Cóż, w Ameryce są jeszcze przynajmniej ludzie, którym chce się to liczyć i podawać do publicznej wiadomości, nawet jeśli ich głos brzmi słabo, przygłuszony wrzaskiem szczekaczek. Europa nie może się pochwalić nawet tym.

Ale dlaczego właściwie męczę dziś Państwa wszystkimi tymi historiami? Ano dlatego, że właśnie przeczytałem sobie po polsku pamiętniki pani Emilii Schindler, wdowy po osławionym Oskarze Schindlerze – tak, tym od „Arki Schindlera”. Ów Oskar Schindler, dzięki książce o takim tytule, a następnie filmowi „Lista Schindlera” został ostatnio zrobiony bohaterem. Tu i ówdzie postawiono mu nawet pomniki, przy okazji rzucono kolejną porcję kłamstw o rzekomym antysemityzmie Polaków, którzy pozwalali na holocaust, gdy Niemcy starali się ratować Żydów przed zagładą (w których to kłamstwach wspominany tu nowojorski dziennik od lat przoduje).

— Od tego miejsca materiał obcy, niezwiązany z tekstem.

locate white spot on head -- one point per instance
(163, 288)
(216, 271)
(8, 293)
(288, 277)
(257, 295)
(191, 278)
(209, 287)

Tymczasem, jak pisze najpewniejszy świadek zdarzeń sprzed pół wieku, wszystko, co Spielberg sfilmował, zostało wyssane z palca. Schindler nie był żadnym bohaterem, tylko chciwym, samolubnym cwaniakiem, Żydów zatrudniał w swej fabryce nie po to, by ich ocalić, tylko dlatego, że płacili mu za to całym swym majątkiem, a uratował ich około tysiąca właściwie przypadkiem, bo tylko ewakuowanie fabryki do Czech pozwalało mu uciec przed poborem do wojska i frontem wschodnim. Tak to było naprawdę. Tylko że ta prawda, wydana na Zachodzie jakiś czas temu, nie wzbudziła nawet setnej części tego zainteresowania, którym cieszył się film Spielberga. Nie mam wiele nadziei, że w Polsce będzie inaczej – no, ale poczekajmy.